Denzler’s interest in birds, particularly hawks, eagles, falcons and owls goes
back as far as he can remember. Since
1983, Gary has
trained birds and directed the Great American Wings of Wonder show at the
Cincinnati Zoo & Botanical Garden.
His art career began in 1979, first carving a Peregrine Falcon from a
piece of white pine. In 1988, Gary won Best in Category, Professional Class for
Miniature Birds of Prey at the World Competition at Ocean City, MD. That same year Gary
began a 3-year project sculpting birds for the Ice Age at the Cincinnati Museum
Center. When the Zoological Society of Cincinnati
established a conservation award recognizing individuals who have made an
impact on preserving our natural world, Gary
was selected to design it. He sculpted “Martha” the last passenger pigeon, to
represent this annually presented award.
The list of recipients includes Roger Tory Peterson, Jane Goodall,
Richard Leakey and Ted Turner.
Masterworks for Nature is a group of Cincinnati area artists dedicated to raising awareness and funds for conservation. Originally conceived in 1999 as "Wildlife 2000," the group has expanded and grown into Masterworks for Nature, maintaining the same mission. The current group of twelve members work together to partner with conservation and nature education organizations to hold exhibitions and to raise money through sales and auctions. To date, they have raised over $1.2 million in gross receipts for various conservation organizations in the Cincinnati area.
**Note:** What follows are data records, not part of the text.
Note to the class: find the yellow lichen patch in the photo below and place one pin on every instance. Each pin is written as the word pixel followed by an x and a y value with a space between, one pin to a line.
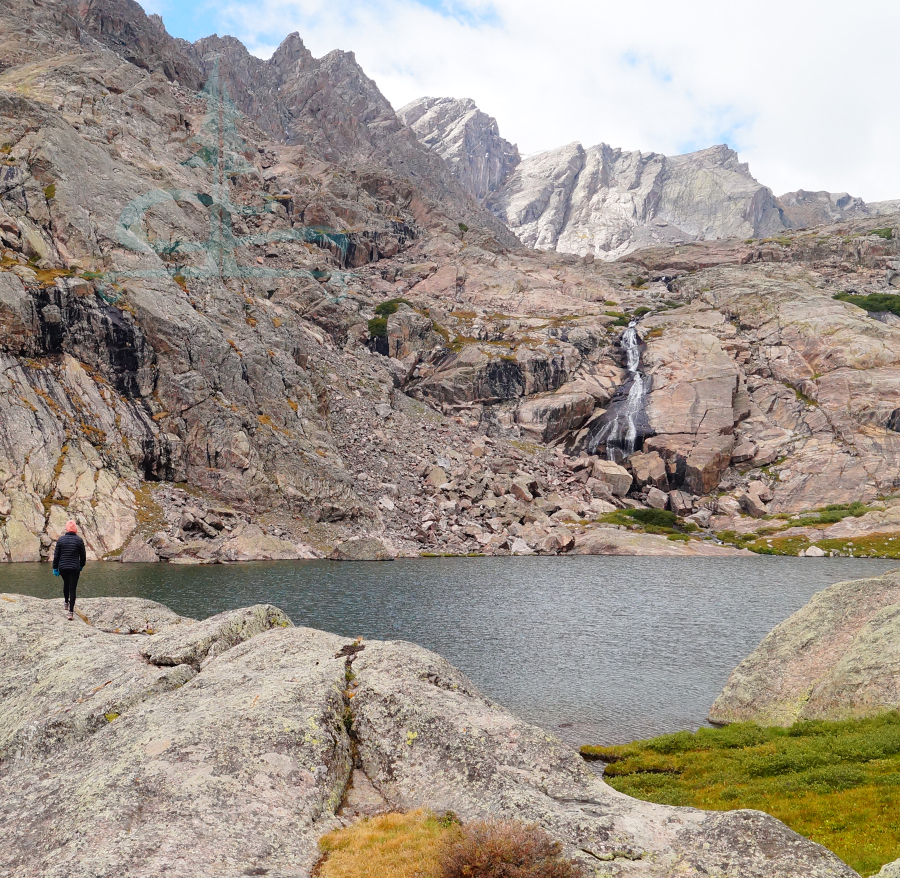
pixel 400 845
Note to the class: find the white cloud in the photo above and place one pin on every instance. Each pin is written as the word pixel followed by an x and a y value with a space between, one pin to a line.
pixel 803 89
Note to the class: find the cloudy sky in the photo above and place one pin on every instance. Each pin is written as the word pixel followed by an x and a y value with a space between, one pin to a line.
pixel 804 90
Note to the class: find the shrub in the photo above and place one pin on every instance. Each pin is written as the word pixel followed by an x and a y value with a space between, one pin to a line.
pixel 835 782
pixel 400 845
pixel 505 849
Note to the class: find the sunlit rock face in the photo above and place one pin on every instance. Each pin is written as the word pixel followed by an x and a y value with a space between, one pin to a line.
pixel 605 201
pixel 466 138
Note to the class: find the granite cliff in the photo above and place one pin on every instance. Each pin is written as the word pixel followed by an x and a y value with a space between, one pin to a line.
pixel 604 201
pixel 245 313
pixel 135 742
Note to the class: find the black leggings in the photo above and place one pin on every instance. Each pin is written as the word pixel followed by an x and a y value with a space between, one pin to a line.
pixel 70 583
The artists include plein air painters, illustrators, sculptors and fine artists, each with a special interests and styles. Many Masterworks for Nature events include “Quick Draw” of “Quick Finish” sessions where the artists work, live in front of the patrons, creating magical works of nature art right in front of people’s eyes. These works are almost always donated at 100% to the host organization and are auctioned off at the events.